This is certainly a post I never wanted to have to write again.
As a runner, I know I'm prone to injuries. I've had a bout with IT Band problems when I first started running. I've dealt with plantar fasciitis not once, but twice even going so far as to tear the one on my left foot during a half marathon. I've lived with piriformis pain for years now, and recently a weird pain in my heel that I thought might just be another manifestation of plantar fasciitis perhaps. Hint: it's not.
I am definitely going through the stages of mourning right now. I'm currently in the wallowing in self-pity phase. Jason has suggested, hinted that he may need to move out for 6 weeks. Joking/sort of. The one thing that I use to de-stress, to help deal with depression, to stay centered is being pulled away from me again.

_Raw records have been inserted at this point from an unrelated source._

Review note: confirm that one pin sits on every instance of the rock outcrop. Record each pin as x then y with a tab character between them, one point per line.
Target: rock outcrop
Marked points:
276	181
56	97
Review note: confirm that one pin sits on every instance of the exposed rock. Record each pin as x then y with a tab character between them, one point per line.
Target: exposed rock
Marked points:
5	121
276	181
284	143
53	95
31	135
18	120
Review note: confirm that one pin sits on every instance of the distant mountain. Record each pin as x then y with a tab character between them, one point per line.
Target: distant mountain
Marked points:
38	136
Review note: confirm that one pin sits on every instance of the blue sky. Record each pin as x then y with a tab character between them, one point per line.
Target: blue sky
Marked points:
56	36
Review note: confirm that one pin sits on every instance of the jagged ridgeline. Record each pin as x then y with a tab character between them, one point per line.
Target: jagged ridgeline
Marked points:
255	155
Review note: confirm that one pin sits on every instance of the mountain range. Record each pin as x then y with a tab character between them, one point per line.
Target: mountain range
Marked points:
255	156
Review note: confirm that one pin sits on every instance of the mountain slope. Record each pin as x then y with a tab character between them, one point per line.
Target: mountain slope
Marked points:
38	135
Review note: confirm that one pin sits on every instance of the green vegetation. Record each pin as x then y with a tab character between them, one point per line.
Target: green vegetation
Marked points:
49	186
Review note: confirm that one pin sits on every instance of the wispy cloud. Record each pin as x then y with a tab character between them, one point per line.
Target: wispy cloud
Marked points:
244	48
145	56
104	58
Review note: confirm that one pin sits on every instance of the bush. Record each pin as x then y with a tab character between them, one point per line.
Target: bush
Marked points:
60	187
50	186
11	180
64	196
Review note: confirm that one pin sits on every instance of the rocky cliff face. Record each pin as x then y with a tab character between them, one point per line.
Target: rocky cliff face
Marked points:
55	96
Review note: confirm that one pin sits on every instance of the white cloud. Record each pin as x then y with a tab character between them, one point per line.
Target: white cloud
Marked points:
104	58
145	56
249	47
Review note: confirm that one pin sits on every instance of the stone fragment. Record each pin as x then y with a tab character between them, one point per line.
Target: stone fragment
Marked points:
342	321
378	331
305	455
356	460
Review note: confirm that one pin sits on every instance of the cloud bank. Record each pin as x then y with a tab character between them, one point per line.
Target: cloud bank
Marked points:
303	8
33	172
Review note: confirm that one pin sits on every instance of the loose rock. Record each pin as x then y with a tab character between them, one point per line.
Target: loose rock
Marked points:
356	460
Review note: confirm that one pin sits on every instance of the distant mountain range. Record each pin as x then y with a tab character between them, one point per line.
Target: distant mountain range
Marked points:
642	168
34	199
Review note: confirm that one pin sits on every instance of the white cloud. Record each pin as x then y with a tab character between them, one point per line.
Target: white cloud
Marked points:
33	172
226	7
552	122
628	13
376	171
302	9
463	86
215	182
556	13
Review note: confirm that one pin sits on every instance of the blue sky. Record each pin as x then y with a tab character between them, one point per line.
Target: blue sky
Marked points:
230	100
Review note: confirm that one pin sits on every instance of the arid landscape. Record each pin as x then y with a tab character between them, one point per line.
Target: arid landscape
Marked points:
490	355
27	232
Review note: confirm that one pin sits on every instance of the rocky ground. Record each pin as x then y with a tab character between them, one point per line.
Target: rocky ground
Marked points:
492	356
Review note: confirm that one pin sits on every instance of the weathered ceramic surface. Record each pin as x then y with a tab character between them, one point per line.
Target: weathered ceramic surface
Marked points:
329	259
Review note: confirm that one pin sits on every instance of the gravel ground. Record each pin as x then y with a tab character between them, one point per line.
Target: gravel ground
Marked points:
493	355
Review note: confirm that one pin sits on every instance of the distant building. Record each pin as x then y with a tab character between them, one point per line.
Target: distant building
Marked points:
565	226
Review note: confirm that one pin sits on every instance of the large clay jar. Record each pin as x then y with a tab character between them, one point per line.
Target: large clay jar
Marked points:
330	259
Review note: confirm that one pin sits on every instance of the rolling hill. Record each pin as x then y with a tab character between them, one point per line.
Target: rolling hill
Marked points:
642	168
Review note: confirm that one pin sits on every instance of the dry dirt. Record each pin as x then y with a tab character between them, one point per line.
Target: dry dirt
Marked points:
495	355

Two words every runner dreads: Stress Fracture
I tend to be an honest person to a fault. So here it goes ... The Truth Is ...
The Truth Is
I have Achilles tendinitis in my right foot. I've been pushing through and "dealing" with it since roughly October. I have taken naproxen, iced, rolled out calves and tried to strengthen feet and calves. It's gotten better, but it's very angry. I avoid certain shoes even.
The Truth Is
I have a possible stress fracture of the 3rd and 5th metatarsals. Go big or go home right? Of course the x-rays didn't show a full fracture (that's good I think) but he showed me how the bones were distorted (that's not good). He saw that antsy, twitchy wild animal stare. I had 3 choices: 1) go home in a boot and don't do anything for 6 weeks, 2) go home and don't do anything for 10 days, it cooouuullldddd possibly (mostly likely not) be an overuse injury, test it after 10 days, if there is pain immediately sorry you're out 4+ more weeks of rest, 3) get MRI and know for sure that it's a fracture and you're still out 6 weeks.
The Truth Is
I choice option 2, which he said he knew I would. Though, I think I should have gotten the boot and scheduled an MRI.
The Truth Is
It hurts to walk. Period. Go back to the above truth where I should have gotten the boot.
The Truth Is
I never told anyone the top part of my foot was hurting. It was a very gradual onset, as is typical of stress fractures. Compared to my Achillies issue, it felt like a non-issue. It finally started to become a big issue this past week though. And of course, I ignored it until I couldn't.
The Truth Is
After my run on Thursday afternoon, I knew I was done. It hurt with every step, every step even after the run. I called the doctor as soon as they opened on Friday.
The Truth Is
I'm pissed. I'm so angry. I feel cheated, maybe more so this time because of coming off of a major marathon high. I have had an amazing running year with PRs and accomplishing my first marathon. So I feel very crushed, defeated, stomped on. Mad.
The Truth Is
I know it could be far worse of course. I've had injuries and come back from them and so have thousands of other runners. And then there are those runners who've had injuries you can't come back from. I'm lucky. I know this.
The Truth Is
I cried all day on Saturday, wallowing in utter self-pity. I got really upset when I saw pictures and posts of everyone else getting in their long runs. I was envious.
The Truth Is
I don't want anyone else to tell me to swim, aqua jog, take up yoga. I completely appreciate the advice, suggestions, heart-felt sentiments (and this is where being too honest bites me sometimes because I offend people). I don't want to swim. The thought of swimming in an indoor pool makes me want to throw things. Like breakable things. And yoga? Yeah, well, I've tried and tried and tried. I don't know what it is, but I just can't get into it. And honestly, there would be many poses that I couldn't do because of my foot.
The Truth Is
I know that this will pass. I know it's just a blip in the road. I know. I know. I know I know. But it doesn't make it any easier.
Friend, I'm so glad you shared. Truths are important. And it's okay to be upset. Now is the time to allow healing and change and inner growth. We are here for you and will overcome!